今後は高齢者も一部負担率を現役世代と同程度にする方向に行くしかないだろう。
 医療費に占める高齢者医療費の割合は全体の3分の1を超えているのに、高齢者の医療費の一部負担率は1割と、現役世代の3割を大きく下回るというのは、やはり看過できないだろう。さらに、増大する医療費をまかなうためには、更なる公費の投入も回避できない。
 また健保組合や全国健康保険協会(協会けんぽ)などの被用者保険と地域保険である国民健康保険(国保)の間での公平性も課題である。現行の医療保険制度は、64歳までが被用者保険と国保の2本立てとなっており、65歳以上の全ての人はそこから離れて高齢者保険になる"独立方式"をとっている。医療費が最も大きくかかるところを、被用者保険から切り離され、財政破たん間近な国保に入らなければならないのである。全ての医療保険制度を分けずに一つにするという"一元化方式"を採用するしかないだろう。
しかし、被用者と自営業者等では、所得の捕捉率が違う。さらに被用者保険の加入者は国民全体の約6割を占めている。従って、一元化ではなく、2本立ての体系を維持した上で、被用者の適用範囲の拡大(退職者をそのまま加入させる)を進めるべきだと言う案もある。
 
 健保組合の財政が悪化した原因の1つは、国が老人医療への国庫支出割合を45%から35%へ引き下げたことだ。それにともなう健保組合からの老人医療への拠出金割合が33%から40%へと増加した。さらに、リストラと賃金据え置きにより保険料収入が大幅に減少したこともある。健保組合の被保険者は1993年から2002年の9年間で70万人も減少した。財政悪化の主な原因は、老人医療費の急増ではなく、保険料収入の大幅減少であったということだ。
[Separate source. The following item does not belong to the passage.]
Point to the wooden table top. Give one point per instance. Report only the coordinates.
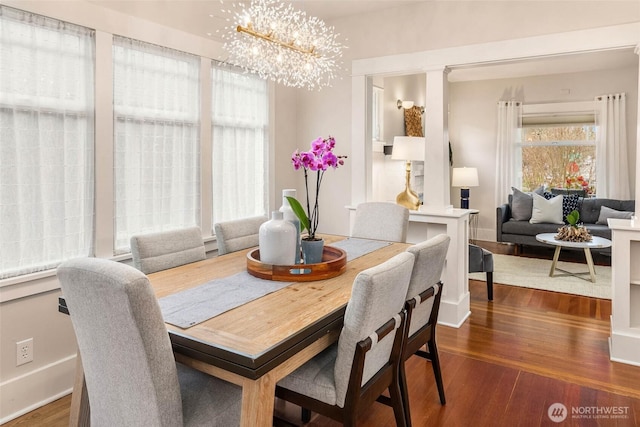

政管健保では、解雇者の増加により、被保険者数の減少と標準報酬月額の低下による保険料収入の減少があり、市町村国保は不安定雇用者、失業者の流入で、財政が悪化したという。
 
リストラなどの政策を進めておいて、結果として起きる健保の財政破たんを尊厳死とナマポの問題にすり替える。自分たちの政策立案無能力症候群に気付くこともなく、自己保身体質をますますあらわにする。
 
政治家の資質はますます悪くなっていく・・・・・
高齢者は国保・健保から切り離され、現役世代からは「あなたたちのおかげで余分な保険料を払わされている」と言われて「公平な負担」を押しつけられ、受けられる医療の給付は著しく制限されることになりそうだ。